めずらしく、夜眠れないで、寝床に入りながらぼんやりと外の音を聞いていた。
今の家は線路からほど近く、電車の音が常に聞こえる。しかし、終電が通り過ぎた後はひっそりとしている。
小学生の時住んでいた家は、すぐ裏が田んぼだった。
田んぼに水が張ってある間は、夜になるとカエルの大合唱。そして、秋になると今度は虫の大合唱。
母親はいつもうるさくて眠れないとこぼしていたが、私は気にしたことがなかった。逆にカエルの声が聞こえない方が、違和感を感じた。
だから、中学になって引っ越した家では、はじめのうちそれが気になってしかたがなかった。
その家が面していた道は幹線道路の抜け道になっており、年がら年中トラックが通るような道だった。

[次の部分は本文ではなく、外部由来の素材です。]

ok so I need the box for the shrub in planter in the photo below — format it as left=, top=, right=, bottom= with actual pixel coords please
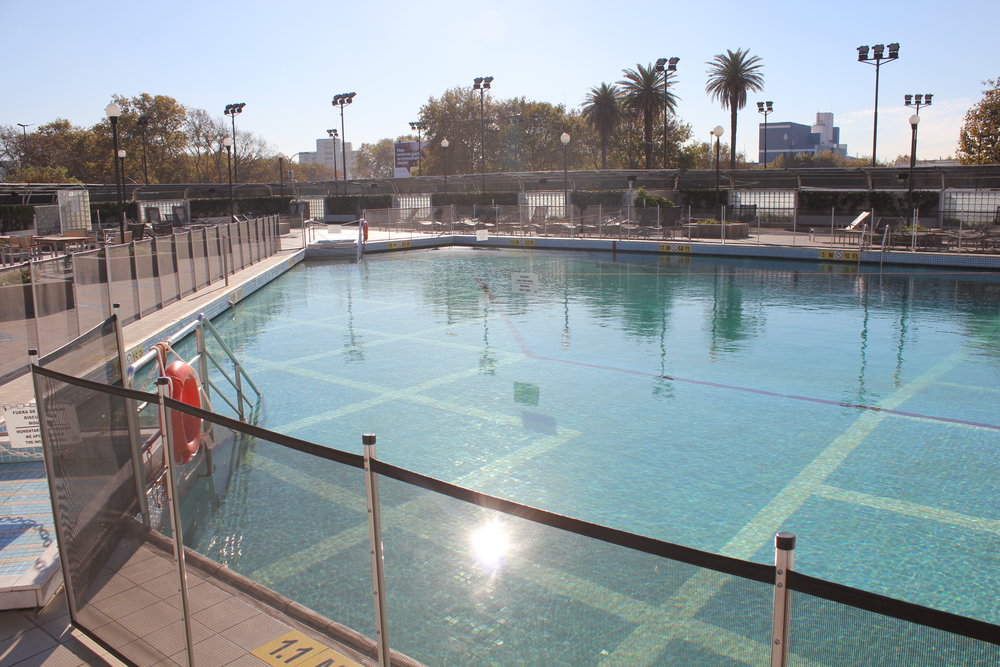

もともとそんなに強固な土壌ではなかったらしく、大型トラックが通ると家が揺れた。昼間は気にならないのだが、夜トラックが通って家が揺れると地震かとよく勘違いしたものだ。
独立してから住んだ家はちょうど S 字クランクの終わった所にあった。
その道のコーナーの途中にマンホールがあった。マンホールの上を車が通る時、車に横 G がかかっているので、マンホールの上ですべってキュッという音をたてる。
特に雨の日は、キュッ、キュッと音を立てて通っていく車が多い。
うつらうつらしながら、そんなことを思い出していた。
そんな時、家の前をトラックが通った。一瞬、自分が学生の時に住んでいた家で寝ているような錯覚に陥る。
目を開いたら、やはり今の家だった。